R ^a, R ^b, R ^cRepresent C independently of one another _1-4Alkyl, aryl or aryl-C _1-3-alkyl, wherein this alkyl or aryl can be through halogen list or polysubstituted,

Yet, mean phenyl or naphthyl according to the aryl of in the definition of above-mentioned base, mentioning, be preferably phenyl,

And, R ¹To R ⁵, R ⁶, R ^7a, R ^7b, R ^7cHave the meaning that is given according in the claim 1 to 12,

And

If when needing, the protection basic capsule that any above-mentioned reaction is used goes, with/or

In case of necessity, the compound of Formula I that obtains is thus changed into its salt, particularly medicinal use is changed into its physiologically acceptable salt.

27., it is characterized in that this compound of formula III is to make by means of the method according to claim 22 or 23 according to the method for claim 26.

28. general formula I V compound

Wherein Hal represents chlorine, bromine or iodine, and R ¹, R ², R ³, R ⁴With R ⁵Base is as one in the claim 1 and 3 to 10 or multinomial definition.

29. the general formula I V compound according to claim 28 is characterized in that formula

Wherein Hal represents chlorine, bromine or iodine, and R ¹, R ², R ⁴With R ⁵Base is as claim 1,3,6,7,9,10 one or multinomial definition; And R ³Base is the B base that is selected from according to claim 1 or 4.
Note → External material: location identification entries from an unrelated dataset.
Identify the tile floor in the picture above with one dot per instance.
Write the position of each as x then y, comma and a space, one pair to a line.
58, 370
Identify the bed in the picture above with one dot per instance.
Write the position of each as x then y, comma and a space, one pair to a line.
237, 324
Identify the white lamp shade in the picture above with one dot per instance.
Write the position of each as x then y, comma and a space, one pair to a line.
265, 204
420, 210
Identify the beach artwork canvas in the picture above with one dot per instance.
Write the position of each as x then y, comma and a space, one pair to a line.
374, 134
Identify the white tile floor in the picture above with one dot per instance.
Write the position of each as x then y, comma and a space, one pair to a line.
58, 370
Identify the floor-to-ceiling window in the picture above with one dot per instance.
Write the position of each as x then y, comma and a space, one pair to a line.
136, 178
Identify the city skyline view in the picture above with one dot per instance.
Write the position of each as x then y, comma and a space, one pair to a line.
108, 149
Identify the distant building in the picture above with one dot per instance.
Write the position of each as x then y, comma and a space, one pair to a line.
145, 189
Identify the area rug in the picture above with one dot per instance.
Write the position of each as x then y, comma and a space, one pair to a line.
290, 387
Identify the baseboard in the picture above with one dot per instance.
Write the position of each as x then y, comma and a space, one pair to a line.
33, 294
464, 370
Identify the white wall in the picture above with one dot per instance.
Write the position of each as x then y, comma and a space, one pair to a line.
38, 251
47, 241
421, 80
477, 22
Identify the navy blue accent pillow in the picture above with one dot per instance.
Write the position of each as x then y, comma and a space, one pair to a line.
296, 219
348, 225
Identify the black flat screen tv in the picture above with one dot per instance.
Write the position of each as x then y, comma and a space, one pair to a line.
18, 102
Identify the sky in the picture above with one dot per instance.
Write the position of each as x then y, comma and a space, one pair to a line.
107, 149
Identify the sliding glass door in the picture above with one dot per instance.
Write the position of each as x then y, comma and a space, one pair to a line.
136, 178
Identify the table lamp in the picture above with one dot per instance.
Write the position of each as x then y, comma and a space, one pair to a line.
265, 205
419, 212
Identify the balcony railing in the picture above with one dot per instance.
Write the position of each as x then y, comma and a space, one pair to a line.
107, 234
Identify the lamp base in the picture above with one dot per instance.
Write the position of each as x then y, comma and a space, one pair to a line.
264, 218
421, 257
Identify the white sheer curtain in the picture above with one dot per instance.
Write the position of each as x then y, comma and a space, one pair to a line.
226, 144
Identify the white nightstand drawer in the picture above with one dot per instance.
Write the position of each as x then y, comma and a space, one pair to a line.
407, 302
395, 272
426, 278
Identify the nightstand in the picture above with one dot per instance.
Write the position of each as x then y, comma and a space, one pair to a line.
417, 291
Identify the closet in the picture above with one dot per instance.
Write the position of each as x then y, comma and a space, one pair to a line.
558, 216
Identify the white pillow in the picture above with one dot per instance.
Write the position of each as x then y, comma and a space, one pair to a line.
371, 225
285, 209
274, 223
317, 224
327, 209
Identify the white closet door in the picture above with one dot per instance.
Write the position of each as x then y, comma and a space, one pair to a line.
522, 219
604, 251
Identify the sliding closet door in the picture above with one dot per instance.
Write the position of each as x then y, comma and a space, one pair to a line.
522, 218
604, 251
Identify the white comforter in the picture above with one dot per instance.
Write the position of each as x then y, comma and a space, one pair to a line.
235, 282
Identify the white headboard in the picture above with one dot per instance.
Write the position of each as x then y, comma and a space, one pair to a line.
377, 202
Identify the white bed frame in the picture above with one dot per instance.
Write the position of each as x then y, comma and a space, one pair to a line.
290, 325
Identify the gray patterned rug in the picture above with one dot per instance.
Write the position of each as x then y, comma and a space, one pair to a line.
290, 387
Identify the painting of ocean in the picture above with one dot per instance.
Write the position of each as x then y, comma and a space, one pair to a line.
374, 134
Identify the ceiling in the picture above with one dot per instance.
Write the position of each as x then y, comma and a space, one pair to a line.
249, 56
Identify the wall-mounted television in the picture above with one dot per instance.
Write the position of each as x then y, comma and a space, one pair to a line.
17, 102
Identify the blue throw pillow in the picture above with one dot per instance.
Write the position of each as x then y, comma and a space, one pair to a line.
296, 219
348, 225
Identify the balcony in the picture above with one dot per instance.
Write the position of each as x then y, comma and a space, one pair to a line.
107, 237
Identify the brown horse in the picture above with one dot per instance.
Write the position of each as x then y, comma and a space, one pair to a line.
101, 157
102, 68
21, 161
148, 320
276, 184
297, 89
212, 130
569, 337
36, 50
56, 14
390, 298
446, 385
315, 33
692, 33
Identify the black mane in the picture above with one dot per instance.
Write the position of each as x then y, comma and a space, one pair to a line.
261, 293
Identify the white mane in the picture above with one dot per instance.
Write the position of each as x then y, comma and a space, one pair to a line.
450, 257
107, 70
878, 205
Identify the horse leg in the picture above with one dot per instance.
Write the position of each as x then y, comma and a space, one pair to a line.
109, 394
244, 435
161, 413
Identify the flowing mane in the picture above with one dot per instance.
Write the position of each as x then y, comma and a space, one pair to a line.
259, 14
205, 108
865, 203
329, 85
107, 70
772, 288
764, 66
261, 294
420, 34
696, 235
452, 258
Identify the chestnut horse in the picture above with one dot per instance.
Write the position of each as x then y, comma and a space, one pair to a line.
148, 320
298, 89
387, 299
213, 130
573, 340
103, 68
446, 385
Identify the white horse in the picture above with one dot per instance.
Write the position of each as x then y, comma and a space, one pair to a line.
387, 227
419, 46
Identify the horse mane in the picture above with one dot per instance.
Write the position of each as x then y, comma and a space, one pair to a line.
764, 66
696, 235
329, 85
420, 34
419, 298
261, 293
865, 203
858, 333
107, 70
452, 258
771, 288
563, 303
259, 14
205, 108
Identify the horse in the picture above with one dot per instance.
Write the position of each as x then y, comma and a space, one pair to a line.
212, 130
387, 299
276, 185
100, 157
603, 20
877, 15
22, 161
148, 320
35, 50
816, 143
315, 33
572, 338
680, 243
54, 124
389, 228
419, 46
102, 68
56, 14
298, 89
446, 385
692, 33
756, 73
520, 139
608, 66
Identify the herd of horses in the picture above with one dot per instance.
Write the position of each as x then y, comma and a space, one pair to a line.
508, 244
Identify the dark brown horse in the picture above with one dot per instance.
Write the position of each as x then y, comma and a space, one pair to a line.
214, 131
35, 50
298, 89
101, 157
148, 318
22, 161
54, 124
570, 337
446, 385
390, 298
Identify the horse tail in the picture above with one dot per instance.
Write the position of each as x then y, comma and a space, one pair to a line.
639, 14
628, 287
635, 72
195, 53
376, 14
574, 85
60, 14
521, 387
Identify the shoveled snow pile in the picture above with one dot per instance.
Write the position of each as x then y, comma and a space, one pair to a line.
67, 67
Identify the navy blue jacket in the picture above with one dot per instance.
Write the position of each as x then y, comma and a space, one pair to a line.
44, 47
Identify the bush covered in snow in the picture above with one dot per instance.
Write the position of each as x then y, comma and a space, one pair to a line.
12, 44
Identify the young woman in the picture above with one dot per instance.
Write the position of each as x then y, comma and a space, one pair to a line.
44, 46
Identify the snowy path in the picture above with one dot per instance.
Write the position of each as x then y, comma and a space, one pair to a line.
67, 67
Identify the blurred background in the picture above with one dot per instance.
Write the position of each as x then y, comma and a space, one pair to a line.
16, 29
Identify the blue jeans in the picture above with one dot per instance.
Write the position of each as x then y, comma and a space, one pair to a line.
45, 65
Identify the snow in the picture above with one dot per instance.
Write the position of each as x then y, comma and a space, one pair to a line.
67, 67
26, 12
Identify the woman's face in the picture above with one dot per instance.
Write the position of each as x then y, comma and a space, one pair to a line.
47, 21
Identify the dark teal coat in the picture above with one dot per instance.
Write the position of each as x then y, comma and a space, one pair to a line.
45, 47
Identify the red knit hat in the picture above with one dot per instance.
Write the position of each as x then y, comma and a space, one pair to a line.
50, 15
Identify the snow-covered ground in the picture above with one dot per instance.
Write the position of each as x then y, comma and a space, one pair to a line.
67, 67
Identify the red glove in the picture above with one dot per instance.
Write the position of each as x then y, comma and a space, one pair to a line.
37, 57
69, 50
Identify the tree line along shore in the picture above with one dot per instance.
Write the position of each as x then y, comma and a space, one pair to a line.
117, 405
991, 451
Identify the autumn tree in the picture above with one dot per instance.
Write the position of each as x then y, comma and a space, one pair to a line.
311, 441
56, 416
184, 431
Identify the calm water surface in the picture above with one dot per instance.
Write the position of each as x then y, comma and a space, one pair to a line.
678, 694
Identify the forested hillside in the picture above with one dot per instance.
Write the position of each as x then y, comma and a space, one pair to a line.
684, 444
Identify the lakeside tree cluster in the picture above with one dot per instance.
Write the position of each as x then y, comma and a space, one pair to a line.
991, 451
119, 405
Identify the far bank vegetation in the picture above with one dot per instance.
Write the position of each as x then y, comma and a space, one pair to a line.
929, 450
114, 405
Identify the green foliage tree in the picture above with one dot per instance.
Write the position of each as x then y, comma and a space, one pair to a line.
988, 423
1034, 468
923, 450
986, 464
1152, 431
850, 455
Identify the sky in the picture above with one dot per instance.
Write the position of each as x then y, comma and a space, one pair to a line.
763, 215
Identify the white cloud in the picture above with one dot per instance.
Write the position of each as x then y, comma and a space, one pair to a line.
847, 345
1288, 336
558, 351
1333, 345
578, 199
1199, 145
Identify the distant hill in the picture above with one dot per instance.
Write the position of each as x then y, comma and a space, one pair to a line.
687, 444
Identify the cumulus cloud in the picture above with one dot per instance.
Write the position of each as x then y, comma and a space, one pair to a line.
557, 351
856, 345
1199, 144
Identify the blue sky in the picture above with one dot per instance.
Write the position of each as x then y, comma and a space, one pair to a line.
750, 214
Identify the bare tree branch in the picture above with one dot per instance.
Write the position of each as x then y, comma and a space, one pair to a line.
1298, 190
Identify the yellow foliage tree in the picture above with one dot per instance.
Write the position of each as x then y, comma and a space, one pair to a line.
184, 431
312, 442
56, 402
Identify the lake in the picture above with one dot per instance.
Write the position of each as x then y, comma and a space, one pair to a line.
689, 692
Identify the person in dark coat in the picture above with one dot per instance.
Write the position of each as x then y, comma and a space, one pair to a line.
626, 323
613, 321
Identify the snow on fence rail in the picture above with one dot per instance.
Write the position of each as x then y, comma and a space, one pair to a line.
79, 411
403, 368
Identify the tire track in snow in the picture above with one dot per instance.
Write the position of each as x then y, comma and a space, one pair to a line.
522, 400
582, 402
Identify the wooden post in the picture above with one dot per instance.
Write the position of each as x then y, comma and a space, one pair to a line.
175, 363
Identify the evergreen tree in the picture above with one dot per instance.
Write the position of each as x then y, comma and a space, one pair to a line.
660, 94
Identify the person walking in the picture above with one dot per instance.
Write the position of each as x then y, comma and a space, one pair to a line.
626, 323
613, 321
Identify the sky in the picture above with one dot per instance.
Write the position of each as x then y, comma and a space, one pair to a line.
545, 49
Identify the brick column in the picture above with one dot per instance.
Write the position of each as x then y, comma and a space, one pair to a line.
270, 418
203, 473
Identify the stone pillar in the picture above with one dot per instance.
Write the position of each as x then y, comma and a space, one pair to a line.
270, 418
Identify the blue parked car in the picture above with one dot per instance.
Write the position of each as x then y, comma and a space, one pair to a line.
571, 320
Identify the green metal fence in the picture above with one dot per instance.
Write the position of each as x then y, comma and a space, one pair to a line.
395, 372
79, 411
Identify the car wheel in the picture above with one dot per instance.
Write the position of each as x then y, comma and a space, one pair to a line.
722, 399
30. general formula I I compound

Wherein

R ^8a、R ^8b、

R ^8c, R ^8dHas a kind of R of giving independently of one another ⁶, R ^7a, R ^7b, R ^7cThe meaning of base, or expression benzyl or R ^aR ^bR ^cSi base or ketal group or acetal radical; Yet, in each situation, two adjacent R ^8a, R ^8b, R ^8c, R ^8dBase can form cyclic ketal base or acetal radical, or 1,2-two (C _1-3-alkoxyl group)-1,2-two (C _1-3-alkyl)-etheno; Yet, two relevant carbon atoms of above-mentioned etheno and two Sauerstoffatoms and pyranose ring, the two  alkane rings that form to replace, and alkyl, aryl and/or benzyl can pass through halogen or C _1-3-alkoxyl group list or polysubstituted, and benzyl also can be through two-(C _1-3-alkyl) the amino replacement, and

R ^a, R ^b, R ^cRepresent C independently of one another _1-4Alkyl, aryl or aryl-C _1-3-alkyl, however this alkyl or aryl can be through halogen list or polysubstituted,

Yet, mean phenyl or naphthyl according to the aryl of in the definition of above-mentioned base, mentioning, preferable with phenyl,

And R ¹To R ⁵Base is as one in the claim 1 and 3 to 10 or multinomial definition.